Zeus mengambil dokumen itu, dan membaca sekilas. “Aku akan memberikan pada ayahku. Dia sekarang sedang pergi ke Chicago.”

Vintari menganggukan kepalanya. “Oke, hm, kau bisa antar aku pulang atau tidak? Aku tidak menyetir mobil. Aku diantar sopir. Ibuku bilang, aku harus meminta antar kau untuk pulang, tapi kalau kau sibuk, aku akan naik taksi saja.”
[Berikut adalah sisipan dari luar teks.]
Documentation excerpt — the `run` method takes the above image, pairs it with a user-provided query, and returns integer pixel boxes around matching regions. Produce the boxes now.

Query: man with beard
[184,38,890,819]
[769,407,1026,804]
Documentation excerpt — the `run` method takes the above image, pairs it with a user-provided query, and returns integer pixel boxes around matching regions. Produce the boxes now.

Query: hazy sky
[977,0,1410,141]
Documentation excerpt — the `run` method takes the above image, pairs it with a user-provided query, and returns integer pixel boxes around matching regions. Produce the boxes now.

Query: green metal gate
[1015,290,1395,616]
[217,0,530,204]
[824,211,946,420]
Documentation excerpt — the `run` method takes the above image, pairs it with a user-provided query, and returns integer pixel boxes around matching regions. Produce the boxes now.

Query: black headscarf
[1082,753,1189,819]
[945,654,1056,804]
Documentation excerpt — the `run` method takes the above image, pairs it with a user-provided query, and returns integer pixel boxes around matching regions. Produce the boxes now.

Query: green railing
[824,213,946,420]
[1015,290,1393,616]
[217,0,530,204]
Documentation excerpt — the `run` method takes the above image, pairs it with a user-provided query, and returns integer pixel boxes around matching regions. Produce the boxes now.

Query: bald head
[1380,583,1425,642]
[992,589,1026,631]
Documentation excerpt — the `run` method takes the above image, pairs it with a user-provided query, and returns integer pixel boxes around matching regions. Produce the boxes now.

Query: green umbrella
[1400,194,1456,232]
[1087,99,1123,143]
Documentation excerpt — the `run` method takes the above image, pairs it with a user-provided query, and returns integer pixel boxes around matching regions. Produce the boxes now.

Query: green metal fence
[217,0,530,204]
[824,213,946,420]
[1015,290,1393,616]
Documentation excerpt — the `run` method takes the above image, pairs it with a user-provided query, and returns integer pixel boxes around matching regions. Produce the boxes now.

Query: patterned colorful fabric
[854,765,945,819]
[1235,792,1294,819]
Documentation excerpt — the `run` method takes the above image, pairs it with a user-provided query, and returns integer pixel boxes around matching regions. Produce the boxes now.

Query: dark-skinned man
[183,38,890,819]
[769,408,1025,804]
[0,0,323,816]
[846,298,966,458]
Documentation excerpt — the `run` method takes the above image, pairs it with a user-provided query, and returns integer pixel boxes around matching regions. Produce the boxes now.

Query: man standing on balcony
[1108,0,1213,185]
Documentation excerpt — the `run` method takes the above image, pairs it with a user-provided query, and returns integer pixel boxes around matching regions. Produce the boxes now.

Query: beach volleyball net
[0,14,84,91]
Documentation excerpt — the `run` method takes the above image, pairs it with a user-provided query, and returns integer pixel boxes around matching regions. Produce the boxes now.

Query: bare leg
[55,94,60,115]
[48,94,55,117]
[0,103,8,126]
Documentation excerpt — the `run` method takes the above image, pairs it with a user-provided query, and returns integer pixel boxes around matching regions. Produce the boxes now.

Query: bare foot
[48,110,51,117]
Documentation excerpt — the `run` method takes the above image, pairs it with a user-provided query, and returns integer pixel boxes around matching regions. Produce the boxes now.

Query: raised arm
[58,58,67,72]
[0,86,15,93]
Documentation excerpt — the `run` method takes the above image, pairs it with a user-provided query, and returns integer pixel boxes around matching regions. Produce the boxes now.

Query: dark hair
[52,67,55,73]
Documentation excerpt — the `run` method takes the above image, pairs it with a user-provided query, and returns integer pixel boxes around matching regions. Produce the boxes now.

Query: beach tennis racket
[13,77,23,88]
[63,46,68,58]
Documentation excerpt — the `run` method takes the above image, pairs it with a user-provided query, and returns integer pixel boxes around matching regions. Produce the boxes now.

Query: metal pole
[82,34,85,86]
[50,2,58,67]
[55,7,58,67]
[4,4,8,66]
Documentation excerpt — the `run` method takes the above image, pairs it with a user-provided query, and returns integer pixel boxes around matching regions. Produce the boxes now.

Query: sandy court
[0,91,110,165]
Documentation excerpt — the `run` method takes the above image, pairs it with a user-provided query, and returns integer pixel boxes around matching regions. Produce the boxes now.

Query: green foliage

Zeus mengembuskan napas panjang, lalu bangkit berdiri. “Tunggu lima menit. Aku harus mengganti pakaianku. Nanti aku akan mengantarmu pulang.”

Vintari kembali menganggukan kepalanya. Kemudian, Zeus masuk ke dalam ruang ganti.
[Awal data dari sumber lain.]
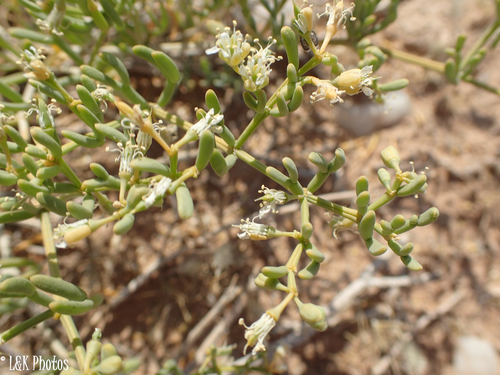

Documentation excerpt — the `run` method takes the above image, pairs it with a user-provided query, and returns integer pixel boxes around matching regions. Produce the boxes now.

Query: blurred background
[0,0,500,375]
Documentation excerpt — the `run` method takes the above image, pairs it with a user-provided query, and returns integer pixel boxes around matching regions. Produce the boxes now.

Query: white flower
[238,37,282,92]
[310,78,344,106]
[106,141,144,173]
[135,130,153,154]
[233,218,273,241]
[293,1,313,34]
[205,21,251,68]
[318,0,356,29]
[189,108,224,136]
[25,98,62,129]
[91,85,116,112]
[238,312,276,355]
[54,219,89,249]
[255,185,287,219]
[142,177,172,208]
[336,65,379,96]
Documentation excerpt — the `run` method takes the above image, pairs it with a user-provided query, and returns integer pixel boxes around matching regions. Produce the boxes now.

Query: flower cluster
[142,177,172,208]
[233,218,273,241]
[190,108,224,136]
[256,185,287,219]
[310,77,344,106]
[25,98,62,129]
[238,312,276,355]
[336,65,378,96]
[106,141,144,174]
[205,21,251,70]
[205,21,282,92]
[238,37,282,92]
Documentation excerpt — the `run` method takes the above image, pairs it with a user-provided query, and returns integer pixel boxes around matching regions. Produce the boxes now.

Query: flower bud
[417,207,439,227]
[83,340,102,370]
[262,266,288,279]
[113,214,135,236]
[64,225,92,244]
[304,242,325,263]
[365,237,387,256]
[356,191,370,208]
[380,146,401,172]
[396,174,427,197]
[298,260,320,280]
[358,210,376,241]
[175,183,194,220]
[401,255,423,271]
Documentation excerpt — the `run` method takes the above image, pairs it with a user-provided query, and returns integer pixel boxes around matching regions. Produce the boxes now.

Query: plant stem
[380,47,444,73]
[40,211,85,369]
[0,310,55,344]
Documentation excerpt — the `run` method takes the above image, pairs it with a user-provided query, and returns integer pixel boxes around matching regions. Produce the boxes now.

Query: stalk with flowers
[4,0,500,374]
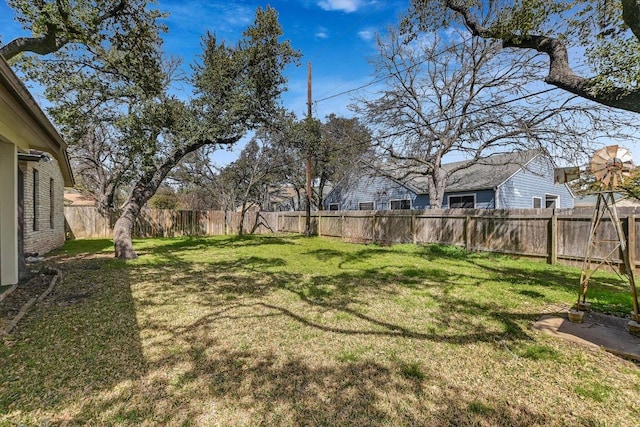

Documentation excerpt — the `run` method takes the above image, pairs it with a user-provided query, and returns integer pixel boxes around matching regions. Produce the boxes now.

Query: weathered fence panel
[65,207,640,270]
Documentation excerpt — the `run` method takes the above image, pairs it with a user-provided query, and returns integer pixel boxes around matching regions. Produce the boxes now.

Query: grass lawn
[0,236,640,426]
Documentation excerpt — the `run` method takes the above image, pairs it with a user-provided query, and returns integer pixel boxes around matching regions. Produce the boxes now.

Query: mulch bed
[0,267,56,335]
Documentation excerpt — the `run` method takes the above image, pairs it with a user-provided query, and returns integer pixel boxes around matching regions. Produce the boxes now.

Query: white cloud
[318,0,361,13]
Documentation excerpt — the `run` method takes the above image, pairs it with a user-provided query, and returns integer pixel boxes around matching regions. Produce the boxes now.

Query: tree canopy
[403,0,640,112]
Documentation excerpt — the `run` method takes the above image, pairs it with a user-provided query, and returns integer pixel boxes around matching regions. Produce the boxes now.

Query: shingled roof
[404,150,542,194]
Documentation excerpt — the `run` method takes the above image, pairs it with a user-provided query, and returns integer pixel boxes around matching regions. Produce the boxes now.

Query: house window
[49,178,56,228]
[544,194,560,209]
[389,200,411,210]
[449,194,476,209]
[532,197,542,209]
[32,169,40,231]
[358,202,373,211]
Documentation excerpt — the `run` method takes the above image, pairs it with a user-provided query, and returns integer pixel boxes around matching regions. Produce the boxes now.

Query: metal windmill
[570,145,638,322]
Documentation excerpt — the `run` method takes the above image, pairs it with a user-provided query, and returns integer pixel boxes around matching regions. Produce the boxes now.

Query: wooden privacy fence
[65,206,640,265]
[276,208,640,265]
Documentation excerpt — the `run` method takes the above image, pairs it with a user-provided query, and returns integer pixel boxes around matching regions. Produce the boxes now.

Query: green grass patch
[574,383,611,403]
[0,235,640,426]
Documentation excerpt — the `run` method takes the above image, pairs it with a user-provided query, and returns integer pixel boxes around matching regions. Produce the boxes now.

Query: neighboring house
[64,188,96,207]
[325,151,574,210]
[0,57,74,285]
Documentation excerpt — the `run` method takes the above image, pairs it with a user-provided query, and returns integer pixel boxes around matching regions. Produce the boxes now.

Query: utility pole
[304,61,312,237]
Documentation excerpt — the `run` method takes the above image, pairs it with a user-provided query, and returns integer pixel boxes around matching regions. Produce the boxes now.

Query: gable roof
[0,56,74,186]
[370,150,543,194]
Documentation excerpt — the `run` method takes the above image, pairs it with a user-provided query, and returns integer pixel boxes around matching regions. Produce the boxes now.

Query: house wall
[0,141,18,285]
[498,156,573,209]
[442,190,496,209]
[19,159,65,255]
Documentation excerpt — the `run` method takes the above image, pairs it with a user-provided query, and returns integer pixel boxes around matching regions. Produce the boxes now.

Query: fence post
[371,211,378,243]
[549,216,558,265]
[411,212,418,245]
[627,214,636,272]
[464,215,471,251]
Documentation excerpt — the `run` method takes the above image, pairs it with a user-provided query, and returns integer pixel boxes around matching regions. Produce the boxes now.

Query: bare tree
[356,25,632,208]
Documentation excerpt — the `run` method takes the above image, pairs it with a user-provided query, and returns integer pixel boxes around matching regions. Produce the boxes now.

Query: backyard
[0,235,640,426]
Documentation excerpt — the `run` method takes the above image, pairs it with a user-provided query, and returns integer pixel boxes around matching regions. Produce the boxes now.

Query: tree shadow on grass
[0,237,620,426]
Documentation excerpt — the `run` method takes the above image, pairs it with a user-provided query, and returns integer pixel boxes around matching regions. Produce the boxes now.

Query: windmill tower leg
[569,191,640,334]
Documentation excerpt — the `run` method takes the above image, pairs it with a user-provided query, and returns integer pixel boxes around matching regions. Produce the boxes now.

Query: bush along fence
[65,207,640,266]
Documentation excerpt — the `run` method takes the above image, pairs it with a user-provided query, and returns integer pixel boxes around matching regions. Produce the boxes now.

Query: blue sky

Tak selang lama, ketika Zeus sudah selesai mengganti pakaiannya, dia mengajak Vintari pergi meninggalkan ruang kerjanya, menuju mobilnya. Terlihat Vintari menurut dan memilih untuk tak mengatakan apa pun.

Sepanjang perjalanan, Vintari melirik Zeus yang begitu serius tengah mengemudikan mobil. Gadis itu menggigit bibir bawahnya. Ada sesuatu hal yang ingin Vintari katakan, tapi dirinya masih belum berani berbicara.

“Bagaimana operasi tadi? Apa berjalan lancar?” tanya Vintari ingin tahu.

“Ya, semua berjalan lancar,” jawab Zeus datar.

Zeus terdiam sebentar. “Zeus, aku ingin membahas tentang perjodohan kita. Menurutku—”

“Siapa pria yang kau sukai?”  Zeus melirik Vintari sekilas, memotong ucapan gadis itu.

“Hm?” Mata Vintari sedikit melebar, menatap bingung Zeus.

“Kau bilang padaku kemarin, ada pria yang kau sukai,” ucap Zeus dingin dengan raut wajah tanpa ekspresi.

Vintari mendesah pelan. “Dia adalah seniorku di kampusku. Aku sangat mencintai dia, Zeus.”

“Kau dan dia sepasang kekasih?”

“Tidak, kami belum menjalin hubungan.”

“Jadi maksudmu, kau diam-diam menyukai dia?”

“Iya, dia tidak tahu perasaanku. Aku selama ini diam-diam mengamatinya dari kejauhan.”

Zeus melirik sekilas tak peduli pada Vintari. “Kalau begitu, kau bisa dengan mudah melupakannya, dan jalani perjodohan ini sesuai yang diinginkan orang tuamu dan orang tuaku.”

Vintari mendecakkan lidahnya. “Zeus, kau tidak bisa menyamakan pernikahan layaknya pekerjaan.”  

Zeus tersenyum tipis. “Menikah, dan memiliki anak. Semua orang di dunia ini menginginkan pola kehidupan seperti itu, kan? Jadi cukup anggap ini pekerjaan.”

Vintari mendengkus tak suka. “Zeus, menikah itu tetap harus saling mencintai. Bagaimana bisa punya anak kalau tidak saling mencintai.”

Zeus menepikan mobilnya, dia mendekatkan wajahnya pada wajah Vintari. Sontak, tindakan pria itu membuat Vintari menjadi salah tingkah. Jarak yang begitu dekat dan intim membuat saraf di dalam tubuh Vintari tak berfungsi dengan baik. Aroma parfume maskulin pria itu menyeruak ke indra penciuman Vintari.

“Z-Zeus—” Vintari menjadi gugup dan salah tingkah.

Zeus menarik dagu Vintari, menatap tajam gadis itu, dan berdesis, “Seks tidak harus saling mencintai. Di luar sana, banyak sekali pernikahan bisnis tanpa didasari cinta. Kita hidup di dunia nyata, Vintari, bukan di negeri dongeng seperti pemikiranmu.” 

Vintari meneguk saliva-nya susah payah mendengar ucapan Zeus yang menusuk.